Mediator between America and Europe
Susan Sontag saw herself as a border crosser between Europe and the USA. "She repeatedly intervened politically," says Kristina Jaspers, curator of the current exhibition on Susan Sontag at the Bundeskunsthalle in Bonn.
Occasionally, Sontag broke with her audience's expectations. For example, in 2003, the year in which US troops invaded Iraq, Sontag received the Peace Prize of the German Book Trade in Frankfurt's Paulskirche as a "mediator between Europe and the United States." It was expected that she would sharply criticize the US government in her acceptance speech. US Ambassador Dan Coats, a Republican, was therefore conspicuously absent from the ceremony. However, Sontag focused her speech on the transatlantic relationship and appealed to her fellow writers to focus their attention on the world.

However, she repeatedly criticized her own country.
Sontag protested against the Vietnam War, took part in demonstrations and events. She traveled, wrote and filmed. She made a documentary film about the Yom Kippur War. Sontag overcame two bouts of cancer, which she also dealt with in essays, and analyzed the socio-political context of AIDS, which killed people around her.
During the Bosnian war, she traveled to Sarajevo, which was besieged by Serbian militias.
After the terrorist attacks of September 11, 2001, she railed against the "war on terror" proclaimed by then US President George W. Bush, contradicting the prevailing opinion in the country's politics and media.
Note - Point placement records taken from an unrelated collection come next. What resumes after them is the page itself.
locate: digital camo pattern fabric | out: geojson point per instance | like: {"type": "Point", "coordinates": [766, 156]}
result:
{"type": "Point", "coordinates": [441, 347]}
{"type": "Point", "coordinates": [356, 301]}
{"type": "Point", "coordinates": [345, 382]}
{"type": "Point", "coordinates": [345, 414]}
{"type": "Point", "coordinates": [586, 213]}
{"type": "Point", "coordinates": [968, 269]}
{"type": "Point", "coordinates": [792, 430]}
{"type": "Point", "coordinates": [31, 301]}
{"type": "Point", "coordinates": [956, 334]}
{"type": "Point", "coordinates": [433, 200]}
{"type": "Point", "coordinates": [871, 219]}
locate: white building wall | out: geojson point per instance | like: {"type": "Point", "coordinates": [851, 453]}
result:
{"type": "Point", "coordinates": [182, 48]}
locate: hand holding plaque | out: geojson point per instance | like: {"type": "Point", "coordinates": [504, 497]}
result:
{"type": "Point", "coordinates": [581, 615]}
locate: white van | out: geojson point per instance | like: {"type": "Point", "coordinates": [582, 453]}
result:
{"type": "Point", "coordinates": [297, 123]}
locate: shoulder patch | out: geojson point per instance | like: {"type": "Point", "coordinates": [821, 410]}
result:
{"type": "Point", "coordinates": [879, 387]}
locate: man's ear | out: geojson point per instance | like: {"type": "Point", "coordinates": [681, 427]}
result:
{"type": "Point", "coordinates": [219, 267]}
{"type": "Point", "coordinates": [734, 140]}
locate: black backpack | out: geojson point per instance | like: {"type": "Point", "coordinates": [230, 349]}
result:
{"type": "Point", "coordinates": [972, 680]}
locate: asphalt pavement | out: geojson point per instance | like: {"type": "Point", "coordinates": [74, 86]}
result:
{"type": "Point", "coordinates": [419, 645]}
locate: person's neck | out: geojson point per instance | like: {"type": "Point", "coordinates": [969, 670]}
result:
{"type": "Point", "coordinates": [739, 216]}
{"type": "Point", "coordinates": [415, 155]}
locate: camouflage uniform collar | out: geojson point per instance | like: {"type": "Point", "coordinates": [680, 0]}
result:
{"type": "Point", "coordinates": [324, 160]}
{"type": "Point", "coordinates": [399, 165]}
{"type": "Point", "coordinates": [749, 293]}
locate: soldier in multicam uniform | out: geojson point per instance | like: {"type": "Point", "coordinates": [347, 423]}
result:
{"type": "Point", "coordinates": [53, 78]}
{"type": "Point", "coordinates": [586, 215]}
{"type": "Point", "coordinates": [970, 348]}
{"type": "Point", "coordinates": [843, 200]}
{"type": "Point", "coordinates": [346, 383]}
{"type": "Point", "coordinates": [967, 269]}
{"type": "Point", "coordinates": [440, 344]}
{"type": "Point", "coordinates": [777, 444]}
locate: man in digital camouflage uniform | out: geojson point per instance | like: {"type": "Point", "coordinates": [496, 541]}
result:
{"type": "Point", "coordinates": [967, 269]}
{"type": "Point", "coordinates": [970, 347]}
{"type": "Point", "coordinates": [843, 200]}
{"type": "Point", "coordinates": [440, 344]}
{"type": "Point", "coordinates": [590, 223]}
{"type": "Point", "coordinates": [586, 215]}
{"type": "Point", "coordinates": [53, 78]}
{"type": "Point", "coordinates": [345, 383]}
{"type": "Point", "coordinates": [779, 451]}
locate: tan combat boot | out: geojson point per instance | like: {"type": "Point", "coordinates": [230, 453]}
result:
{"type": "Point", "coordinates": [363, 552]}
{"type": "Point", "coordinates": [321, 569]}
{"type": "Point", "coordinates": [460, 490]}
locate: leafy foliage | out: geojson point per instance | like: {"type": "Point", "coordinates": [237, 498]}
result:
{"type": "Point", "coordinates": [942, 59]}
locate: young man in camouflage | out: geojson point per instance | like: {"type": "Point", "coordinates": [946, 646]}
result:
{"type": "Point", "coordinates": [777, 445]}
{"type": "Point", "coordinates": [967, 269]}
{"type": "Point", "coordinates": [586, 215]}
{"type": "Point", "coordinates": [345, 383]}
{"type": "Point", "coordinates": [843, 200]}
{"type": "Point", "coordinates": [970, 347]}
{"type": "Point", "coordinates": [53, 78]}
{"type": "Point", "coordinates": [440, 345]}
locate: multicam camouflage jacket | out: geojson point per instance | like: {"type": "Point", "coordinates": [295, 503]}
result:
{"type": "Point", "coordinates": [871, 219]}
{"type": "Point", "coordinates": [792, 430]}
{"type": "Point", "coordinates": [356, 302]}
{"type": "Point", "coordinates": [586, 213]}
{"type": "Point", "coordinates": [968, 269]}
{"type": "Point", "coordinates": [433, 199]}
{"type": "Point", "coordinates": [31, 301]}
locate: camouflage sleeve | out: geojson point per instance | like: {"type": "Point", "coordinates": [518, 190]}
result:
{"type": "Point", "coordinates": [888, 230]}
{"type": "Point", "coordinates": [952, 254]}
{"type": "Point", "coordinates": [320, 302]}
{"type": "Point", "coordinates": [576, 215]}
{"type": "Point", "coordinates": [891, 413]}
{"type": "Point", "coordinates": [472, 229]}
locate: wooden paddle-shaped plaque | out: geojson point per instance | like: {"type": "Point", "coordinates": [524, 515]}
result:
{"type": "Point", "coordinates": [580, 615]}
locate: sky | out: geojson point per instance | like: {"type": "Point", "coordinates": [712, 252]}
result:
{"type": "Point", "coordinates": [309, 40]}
You can imagine what she would have said about Donald Trump's populism. "In my opinion, only a critical, dialectical, skeptical intelligence that counters any simplification deserves to be defended," she wrote in a volume of essays in the early 1970s.
And on the impact of images, long before the advent of Instagram, TikTok, Truth Social and the like, she noted: "Today, everything exists to be photographed." She was "almost prophetic" on certain topics, says biographer Anna-Lisa Dieter, "but in any case, she was the moral conscience that we are currently lacking."
This article was originally written in German.